E nelle persone geneticamente predisposte?
In questo caso il rischio è un po’ più alto. Secondo il rapporto AIOM-AIRTUM: “Per gli individui appartenenti a gruppi familiari a rischio non ancora inquadrati in sindromi definite il rischio di ammalarsi di carcinoma del colon-retto è circa doppio rispetto alla popolazione generale nel caso in cui sia presente un consanguineo di I grado e più che triplo qualora quest’ultimo abbia contratto il tumore prima dei 50 anni di età.”
Si può arrivare quindi allo 0,3% di probabilità. Le persone con familiarità dovranno quindi stare un po’ più attente.
Che fare per proteggersi?
Circa l’80% dei carcinomi del colon-retto insorge a partire da lesioni precancerose (adenomi), legate a stili di vita e familiarità. Sulla familiarità possiamo fare poco, se non prevenzione tramite screening per la diagnosi precoce.
“Lo screening può consentire il riscontro e la rimozione di precursori (adenomi) prima della trasformazione in carcinoma e la diagnosi di carcinomi in stadio iniziale, con una conseguente riduzione della mortalità sia per riduzione dell’incidenza che per il riscontro di carcinomi in stadi più iniziali, e quindi suscettibili di guarigione dopo terapia.”

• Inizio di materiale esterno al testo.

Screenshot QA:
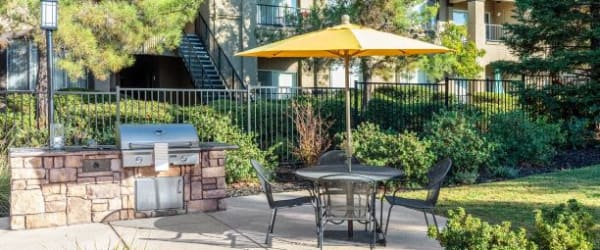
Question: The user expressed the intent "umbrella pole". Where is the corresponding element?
[344,51,352,172]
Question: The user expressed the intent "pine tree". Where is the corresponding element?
[0,0,202,126]
[498,0,600,82]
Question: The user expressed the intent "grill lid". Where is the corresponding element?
[117,124,199,150]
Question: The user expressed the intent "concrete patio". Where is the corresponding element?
[0,193,445,250]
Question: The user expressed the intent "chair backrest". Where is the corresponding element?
[425,158,452,206]
[317,150,360,165]
[316,173,377,220]
[250,159,274,208]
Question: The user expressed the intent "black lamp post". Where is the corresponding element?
[40,0,58,149]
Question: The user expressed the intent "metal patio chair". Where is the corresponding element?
[250,160,318,246]
[317,149,360,165]
[381,158,452,236]
[316,173,377,249]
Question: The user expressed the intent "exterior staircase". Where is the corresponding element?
[178,34,225,89]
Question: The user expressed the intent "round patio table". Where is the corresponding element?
[296,164,403,182]
[296,164,404,242]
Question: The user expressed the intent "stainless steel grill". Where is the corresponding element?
[117,124,200,167]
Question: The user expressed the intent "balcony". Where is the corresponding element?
[256,4,308,27]
[485,23,506,42]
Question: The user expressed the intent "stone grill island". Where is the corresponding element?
[9,143,237,230]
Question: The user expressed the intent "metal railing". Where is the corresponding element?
[256,4,308,26]
[180,36,208,88]
[195,15,247,89]
[485,23,506,42]
[0,78,584,163]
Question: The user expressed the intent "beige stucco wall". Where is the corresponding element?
[440,0,517,78]
[200,0,257,88]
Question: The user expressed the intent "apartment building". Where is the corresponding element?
[438,0,517,79]
[201,0,516,87]
[0,0,516,90]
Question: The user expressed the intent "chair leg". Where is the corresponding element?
[383,204,394,239]
[431,211,440,234]
[376,197,389,232]
[318,218,325,250]
[265,208,277,245]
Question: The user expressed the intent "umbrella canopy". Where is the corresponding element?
[236,15,450,171]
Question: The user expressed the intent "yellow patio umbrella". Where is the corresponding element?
[236,15,450,171]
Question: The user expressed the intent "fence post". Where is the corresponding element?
[444,76,450,109]
[350,81,360,127]
[115,85,121,126]
[246,86,252,132]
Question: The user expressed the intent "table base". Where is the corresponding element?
[323,227,385,246]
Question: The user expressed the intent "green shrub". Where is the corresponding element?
[487,111,565,166]
[428,200,594,250]
[364,98,444,132]
[519,82,600,121]
[340,123,434,186]
[185,106,275,183]
[564,117,594,149]
[425,112,495,183]
[428,208,537,250]
[533,200,594,250]
[373,85,443,103]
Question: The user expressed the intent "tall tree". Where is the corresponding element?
[419,23,485,81]
[498,0,600,82]
[0,0,202,126]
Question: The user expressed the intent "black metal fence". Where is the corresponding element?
[0,79,576,162]
[256,3,309,27]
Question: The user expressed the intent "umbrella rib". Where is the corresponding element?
[327,50,344,57]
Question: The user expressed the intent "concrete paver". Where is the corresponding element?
[0,219,124,250]
[0,192,446,250]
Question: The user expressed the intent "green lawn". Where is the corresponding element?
[402,165,600,231]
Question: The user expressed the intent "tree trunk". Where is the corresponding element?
[36,49,48,129]
[590,1,600,83]
[312,58,319,88]
[360,58,373,110]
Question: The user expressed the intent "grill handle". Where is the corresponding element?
[129,142,194,149]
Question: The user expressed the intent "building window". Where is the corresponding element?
[258,70,298,99]
[452,10,469,26]
[6,40,38,90]
[256,0,298,26]
[329,63,361,88]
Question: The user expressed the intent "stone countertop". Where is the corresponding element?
[8,145,121,156]
[9,142,239,157]
[199,142,239,151]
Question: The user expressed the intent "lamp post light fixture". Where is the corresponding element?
[40,0,59,149]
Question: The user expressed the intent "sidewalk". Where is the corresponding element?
[0,193,445,250]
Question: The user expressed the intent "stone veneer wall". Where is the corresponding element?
[9,149,226,229]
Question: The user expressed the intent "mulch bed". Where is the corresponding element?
[227,147,600,197]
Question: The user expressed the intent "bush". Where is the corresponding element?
[425,112,495,184]
[533,200,594,250]
[340,123,434,186]
[184,106,275,183]
[564,117,594,149]
[292,102,332,166]
[519,82,600,121]
[428,200,594,250]
[487,111,565,166]
[374,85,443,103]
[428,208,537,250]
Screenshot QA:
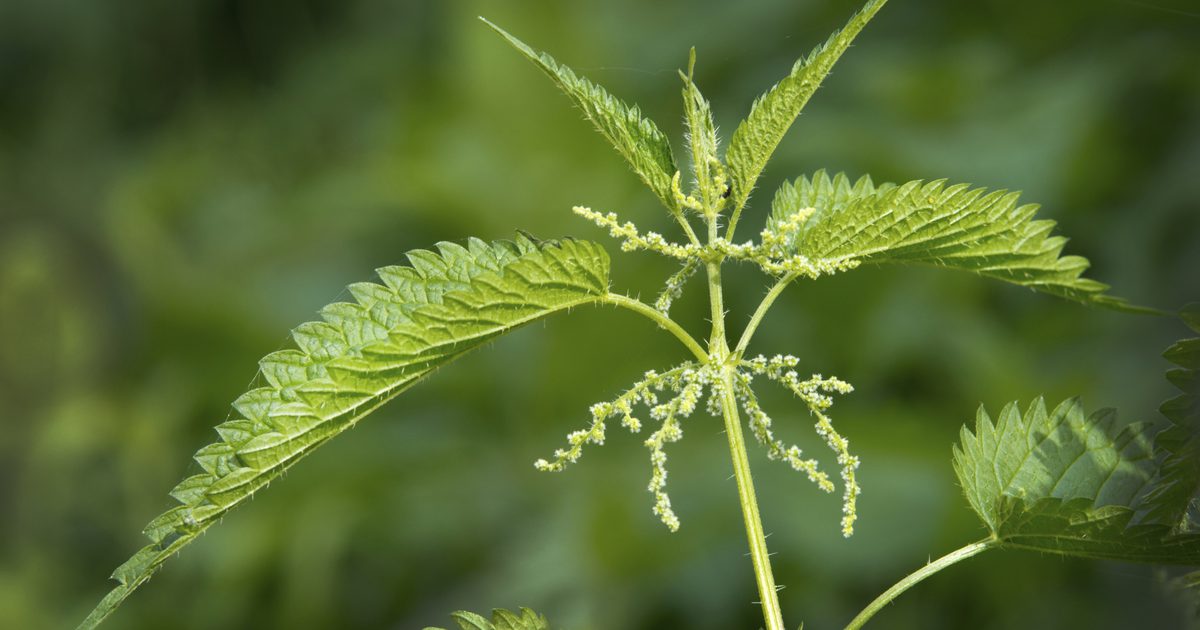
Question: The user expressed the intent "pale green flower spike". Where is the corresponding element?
[572,205,700,260]
[534,362,721,532]
[742,354,863,538]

Possiamo invece agire molto sugli stili di vita:
- Per quel che riguarda l’alimentazione limitando al minimo il consumo di carni conservate, moderando quello di carni rosse, adottando un’alimentazione bilanciata che preveda un buon apporto di vegetali ed un’equilibrata assunzione di cereali e derivati (magari utilizzando ogni tanto prodotti integrali), e riducendo gli zuccheri semplici. E’ anche importante limitare i metodi di cottura che possono rendere pericolosa la carne rossa: barbecueing (cottura prolungata a basse temperature unita ad affumicatura) e grilling (cottura rapida a temperature elevate con scarso fumo).
- Praticando una regolare attività fisica e mantenendo il peso corporeo (specie la massa grassa) nei range di normalità.
- Abolendo le cattive abitudini quali fumo ed eccessivo consumo di alcol.
Quindi, se vi preoccupate del vostro consumo di carne rossa mentre state sul divano con la birra appoggiata sulla pancia e la sigaretta accesa, probabilmente state sbagliando qualcosa.
La nostra salute è nelle nostre mani, non dimentichiamocelo.